Marktplätze im Internet gibt es einige. Nur wenige Marktplätze zählen zu den großen Playern, wie etwa Amazon, eBay oder Alibaba. Die großen Player erschweren den Verkauf von Waren über den eigenen Onlineshop. Für stationäre Einzelhändler wird es immer schwieriger, ihre Waren über den eigenen Webshop zu vertreiben. Die Konkurrenz und der Preisdruck sind stark. Wer sich für den Verkauf der eigenen Waren für einen Marktplatz entscheidet, sollte genau hinschauen, welchen Anbieter er nutzen möchte.

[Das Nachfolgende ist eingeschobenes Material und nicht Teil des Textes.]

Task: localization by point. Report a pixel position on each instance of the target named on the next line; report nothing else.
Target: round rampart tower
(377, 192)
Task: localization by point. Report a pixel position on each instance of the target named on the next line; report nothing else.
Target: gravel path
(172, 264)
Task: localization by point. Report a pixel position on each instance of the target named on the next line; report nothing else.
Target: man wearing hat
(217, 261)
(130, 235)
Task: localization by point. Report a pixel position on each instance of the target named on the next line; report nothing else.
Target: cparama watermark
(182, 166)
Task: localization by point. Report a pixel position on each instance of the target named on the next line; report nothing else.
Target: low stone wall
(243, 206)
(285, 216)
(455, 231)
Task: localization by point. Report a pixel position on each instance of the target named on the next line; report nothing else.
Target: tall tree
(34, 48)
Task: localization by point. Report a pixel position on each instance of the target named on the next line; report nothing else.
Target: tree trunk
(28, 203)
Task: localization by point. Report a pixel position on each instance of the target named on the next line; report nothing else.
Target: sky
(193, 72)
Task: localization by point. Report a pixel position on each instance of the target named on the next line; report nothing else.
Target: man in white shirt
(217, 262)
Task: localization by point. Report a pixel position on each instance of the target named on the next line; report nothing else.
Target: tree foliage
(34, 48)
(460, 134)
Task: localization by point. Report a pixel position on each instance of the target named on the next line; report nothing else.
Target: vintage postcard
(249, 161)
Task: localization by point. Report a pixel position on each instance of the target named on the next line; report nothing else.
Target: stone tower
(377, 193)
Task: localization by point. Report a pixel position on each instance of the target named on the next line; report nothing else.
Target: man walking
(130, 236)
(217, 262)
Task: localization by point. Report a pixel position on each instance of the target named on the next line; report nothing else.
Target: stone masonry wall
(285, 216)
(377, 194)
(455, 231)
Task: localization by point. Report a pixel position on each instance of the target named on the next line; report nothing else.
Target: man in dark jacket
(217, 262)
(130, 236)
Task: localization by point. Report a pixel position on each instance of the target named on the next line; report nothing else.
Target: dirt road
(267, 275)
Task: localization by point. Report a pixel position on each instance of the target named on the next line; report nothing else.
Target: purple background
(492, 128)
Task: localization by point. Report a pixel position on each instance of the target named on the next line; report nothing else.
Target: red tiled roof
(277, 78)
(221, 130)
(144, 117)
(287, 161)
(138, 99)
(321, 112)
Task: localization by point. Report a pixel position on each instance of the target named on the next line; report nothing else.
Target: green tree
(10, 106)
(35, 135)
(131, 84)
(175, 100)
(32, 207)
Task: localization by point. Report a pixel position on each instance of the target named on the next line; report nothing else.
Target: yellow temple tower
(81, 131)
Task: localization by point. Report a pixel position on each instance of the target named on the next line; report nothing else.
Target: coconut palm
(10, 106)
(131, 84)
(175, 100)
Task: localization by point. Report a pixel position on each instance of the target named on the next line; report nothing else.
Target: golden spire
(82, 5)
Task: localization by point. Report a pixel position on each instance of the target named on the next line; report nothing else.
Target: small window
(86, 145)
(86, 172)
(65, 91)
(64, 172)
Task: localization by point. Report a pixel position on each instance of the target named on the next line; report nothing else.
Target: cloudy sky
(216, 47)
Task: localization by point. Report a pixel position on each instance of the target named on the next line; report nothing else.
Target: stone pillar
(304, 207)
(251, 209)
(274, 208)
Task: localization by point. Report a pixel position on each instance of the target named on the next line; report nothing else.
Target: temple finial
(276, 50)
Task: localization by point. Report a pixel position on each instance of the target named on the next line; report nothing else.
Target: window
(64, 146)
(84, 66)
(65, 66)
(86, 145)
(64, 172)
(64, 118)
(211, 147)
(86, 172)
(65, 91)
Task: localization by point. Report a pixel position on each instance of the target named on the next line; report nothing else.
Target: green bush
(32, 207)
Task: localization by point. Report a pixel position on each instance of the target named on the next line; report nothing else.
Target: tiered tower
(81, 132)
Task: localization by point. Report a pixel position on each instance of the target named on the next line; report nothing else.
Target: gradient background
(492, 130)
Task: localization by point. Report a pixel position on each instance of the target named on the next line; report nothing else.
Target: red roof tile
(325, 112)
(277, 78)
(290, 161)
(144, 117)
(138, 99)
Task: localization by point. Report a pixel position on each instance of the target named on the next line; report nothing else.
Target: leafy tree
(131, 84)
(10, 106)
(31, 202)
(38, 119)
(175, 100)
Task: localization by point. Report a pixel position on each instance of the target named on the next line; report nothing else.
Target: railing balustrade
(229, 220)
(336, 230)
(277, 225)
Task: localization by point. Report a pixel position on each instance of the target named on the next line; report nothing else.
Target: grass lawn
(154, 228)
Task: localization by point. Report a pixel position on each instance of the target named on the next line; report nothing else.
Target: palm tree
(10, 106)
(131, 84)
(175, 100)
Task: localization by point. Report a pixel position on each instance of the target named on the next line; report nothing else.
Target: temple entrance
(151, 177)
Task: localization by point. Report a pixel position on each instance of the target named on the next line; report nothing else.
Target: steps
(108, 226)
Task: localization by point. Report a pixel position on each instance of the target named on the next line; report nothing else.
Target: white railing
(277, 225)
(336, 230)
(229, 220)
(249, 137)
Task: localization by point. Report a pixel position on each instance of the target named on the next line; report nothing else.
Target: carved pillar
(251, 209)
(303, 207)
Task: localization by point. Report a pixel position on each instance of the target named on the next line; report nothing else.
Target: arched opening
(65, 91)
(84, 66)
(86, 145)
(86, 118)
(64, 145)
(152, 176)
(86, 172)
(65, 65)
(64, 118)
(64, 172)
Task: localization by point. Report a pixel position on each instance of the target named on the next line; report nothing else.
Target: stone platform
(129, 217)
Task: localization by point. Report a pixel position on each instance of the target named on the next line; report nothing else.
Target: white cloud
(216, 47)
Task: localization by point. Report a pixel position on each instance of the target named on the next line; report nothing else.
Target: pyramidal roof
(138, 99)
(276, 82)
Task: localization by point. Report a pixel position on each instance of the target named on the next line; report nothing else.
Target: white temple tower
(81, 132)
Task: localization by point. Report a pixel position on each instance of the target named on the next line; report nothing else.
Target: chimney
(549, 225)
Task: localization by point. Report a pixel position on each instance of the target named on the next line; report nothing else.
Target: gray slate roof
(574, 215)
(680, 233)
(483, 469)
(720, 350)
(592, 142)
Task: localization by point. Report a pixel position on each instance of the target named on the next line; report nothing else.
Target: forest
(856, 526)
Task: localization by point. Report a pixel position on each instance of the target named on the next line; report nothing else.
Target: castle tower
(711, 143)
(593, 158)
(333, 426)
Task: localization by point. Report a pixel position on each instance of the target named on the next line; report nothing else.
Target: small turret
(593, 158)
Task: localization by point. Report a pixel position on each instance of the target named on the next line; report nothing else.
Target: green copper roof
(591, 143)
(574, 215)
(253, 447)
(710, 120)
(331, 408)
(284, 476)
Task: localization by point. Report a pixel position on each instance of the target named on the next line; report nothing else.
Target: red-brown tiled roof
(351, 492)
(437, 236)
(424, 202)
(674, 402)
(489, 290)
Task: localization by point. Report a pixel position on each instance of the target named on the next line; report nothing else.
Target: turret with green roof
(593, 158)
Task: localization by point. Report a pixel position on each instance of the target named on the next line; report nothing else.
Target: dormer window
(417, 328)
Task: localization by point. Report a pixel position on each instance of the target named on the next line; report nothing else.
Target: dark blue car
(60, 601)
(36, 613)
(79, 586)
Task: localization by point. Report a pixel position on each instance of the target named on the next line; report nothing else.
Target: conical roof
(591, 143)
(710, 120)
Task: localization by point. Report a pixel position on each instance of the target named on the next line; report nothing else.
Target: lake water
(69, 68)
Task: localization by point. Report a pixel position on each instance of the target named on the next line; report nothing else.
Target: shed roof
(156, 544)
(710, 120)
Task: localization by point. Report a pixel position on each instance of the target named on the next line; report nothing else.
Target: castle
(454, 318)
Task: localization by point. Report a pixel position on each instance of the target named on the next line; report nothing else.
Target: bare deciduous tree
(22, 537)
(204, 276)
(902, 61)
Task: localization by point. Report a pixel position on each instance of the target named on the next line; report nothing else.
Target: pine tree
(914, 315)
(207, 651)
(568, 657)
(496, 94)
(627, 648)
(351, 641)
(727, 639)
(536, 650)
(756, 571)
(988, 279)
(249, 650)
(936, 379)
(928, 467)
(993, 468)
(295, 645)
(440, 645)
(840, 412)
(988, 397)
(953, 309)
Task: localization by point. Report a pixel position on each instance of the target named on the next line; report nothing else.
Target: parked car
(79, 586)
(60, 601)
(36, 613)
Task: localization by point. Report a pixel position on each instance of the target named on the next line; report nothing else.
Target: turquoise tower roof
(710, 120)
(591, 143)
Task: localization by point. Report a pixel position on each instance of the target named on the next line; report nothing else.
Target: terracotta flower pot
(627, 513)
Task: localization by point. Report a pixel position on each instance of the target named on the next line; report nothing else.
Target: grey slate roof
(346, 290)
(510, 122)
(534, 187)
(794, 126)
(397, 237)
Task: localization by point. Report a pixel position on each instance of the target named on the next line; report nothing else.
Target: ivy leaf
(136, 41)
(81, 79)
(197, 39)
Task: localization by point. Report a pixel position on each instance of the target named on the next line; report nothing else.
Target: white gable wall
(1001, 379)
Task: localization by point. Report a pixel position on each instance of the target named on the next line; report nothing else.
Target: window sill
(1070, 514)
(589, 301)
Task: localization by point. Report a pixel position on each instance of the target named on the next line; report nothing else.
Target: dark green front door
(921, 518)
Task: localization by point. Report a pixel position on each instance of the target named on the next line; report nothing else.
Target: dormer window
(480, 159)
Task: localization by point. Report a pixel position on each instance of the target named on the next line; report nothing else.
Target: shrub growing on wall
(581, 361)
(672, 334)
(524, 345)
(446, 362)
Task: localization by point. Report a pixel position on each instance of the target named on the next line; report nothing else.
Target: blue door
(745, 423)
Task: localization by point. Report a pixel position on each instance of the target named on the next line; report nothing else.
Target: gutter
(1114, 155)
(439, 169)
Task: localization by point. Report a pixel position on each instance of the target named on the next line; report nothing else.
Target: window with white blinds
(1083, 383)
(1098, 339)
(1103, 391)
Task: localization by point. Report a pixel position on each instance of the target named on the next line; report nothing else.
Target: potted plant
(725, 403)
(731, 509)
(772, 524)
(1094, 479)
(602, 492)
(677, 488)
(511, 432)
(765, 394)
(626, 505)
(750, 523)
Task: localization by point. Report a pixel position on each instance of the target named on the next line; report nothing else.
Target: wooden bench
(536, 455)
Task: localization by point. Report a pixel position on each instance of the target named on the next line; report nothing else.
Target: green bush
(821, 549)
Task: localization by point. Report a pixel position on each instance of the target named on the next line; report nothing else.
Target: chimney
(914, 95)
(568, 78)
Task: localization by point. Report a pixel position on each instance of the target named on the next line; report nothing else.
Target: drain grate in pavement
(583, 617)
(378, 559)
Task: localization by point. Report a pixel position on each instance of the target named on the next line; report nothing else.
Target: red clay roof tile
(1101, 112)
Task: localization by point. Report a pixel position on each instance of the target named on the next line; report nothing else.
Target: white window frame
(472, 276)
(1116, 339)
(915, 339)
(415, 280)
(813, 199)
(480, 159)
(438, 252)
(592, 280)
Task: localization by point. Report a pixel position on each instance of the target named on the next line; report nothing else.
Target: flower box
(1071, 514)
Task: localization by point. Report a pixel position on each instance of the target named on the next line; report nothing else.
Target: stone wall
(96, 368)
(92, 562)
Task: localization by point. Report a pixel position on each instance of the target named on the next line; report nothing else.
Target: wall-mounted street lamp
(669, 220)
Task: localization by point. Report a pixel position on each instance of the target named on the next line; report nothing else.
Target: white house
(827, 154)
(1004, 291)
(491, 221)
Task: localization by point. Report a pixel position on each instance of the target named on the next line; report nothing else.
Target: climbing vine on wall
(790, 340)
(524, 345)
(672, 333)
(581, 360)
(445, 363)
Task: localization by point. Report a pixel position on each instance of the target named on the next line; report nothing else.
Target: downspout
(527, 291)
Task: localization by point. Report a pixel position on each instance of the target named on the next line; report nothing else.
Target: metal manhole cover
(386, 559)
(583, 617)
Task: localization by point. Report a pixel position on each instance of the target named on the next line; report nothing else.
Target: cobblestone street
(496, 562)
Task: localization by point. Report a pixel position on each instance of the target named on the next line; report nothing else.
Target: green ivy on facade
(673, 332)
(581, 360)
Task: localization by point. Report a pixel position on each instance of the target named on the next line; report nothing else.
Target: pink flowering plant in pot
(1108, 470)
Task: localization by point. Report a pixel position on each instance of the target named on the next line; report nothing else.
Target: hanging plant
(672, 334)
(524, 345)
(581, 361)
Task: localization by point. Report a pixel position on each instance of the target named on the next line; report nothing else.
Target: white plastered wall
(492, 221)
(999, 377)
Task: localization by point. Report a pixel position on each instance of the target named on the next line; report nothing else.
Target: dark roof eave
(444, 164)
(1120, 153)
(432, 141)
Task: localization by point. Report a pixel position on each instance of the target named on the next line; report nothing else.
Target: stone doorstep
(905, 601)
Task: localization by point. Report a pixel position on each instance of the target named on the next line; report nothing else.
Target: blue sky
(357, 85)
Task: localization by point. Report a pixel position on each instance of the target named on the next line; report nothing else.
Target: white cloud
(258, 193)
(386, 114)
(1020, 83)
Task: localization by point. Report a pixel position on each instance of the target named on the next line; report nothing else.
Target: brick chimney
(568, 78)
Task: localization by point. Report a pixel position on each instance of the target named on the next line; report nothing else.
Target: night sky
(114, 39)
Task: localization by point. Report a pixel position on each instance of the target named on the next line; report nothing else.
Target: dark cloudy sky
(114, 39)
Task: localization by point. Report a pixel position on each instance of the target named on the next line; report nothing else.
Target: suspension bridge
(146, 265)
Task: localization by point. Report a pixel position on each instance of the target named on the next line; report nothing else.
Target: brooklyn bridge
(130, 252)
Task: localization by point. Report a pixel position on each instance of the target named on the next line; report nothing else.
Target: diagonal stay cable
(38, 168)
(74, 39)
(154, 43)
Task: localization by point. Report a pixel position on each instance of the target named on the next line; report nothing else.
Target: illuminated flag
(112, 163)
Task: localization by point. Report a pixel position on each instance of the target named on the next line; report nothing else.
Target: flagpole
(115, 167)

Wir werfen in unserem Blog einen weiteren Blick in die Marktplatz-Landschaft des Internets.

Flohmarkt-Plattform ist ein Urgestein im Internet

Neben Amazon ist eBay ein Marktplatz, der sich großer Beliebtheit bei den Usern weltweit erfreut. Bereits seit 20 Jahren hält sich die Plattform am Markt und verfügt über einen riesigen Kundenstamm. Über 18 Millionen Verkäufer hat es in 2018 auf eBay.de gegeben. Die Reichweite, die ein Händler hier durch die Teilnahme beim Verkaufen über eBay erhält, ist enorm.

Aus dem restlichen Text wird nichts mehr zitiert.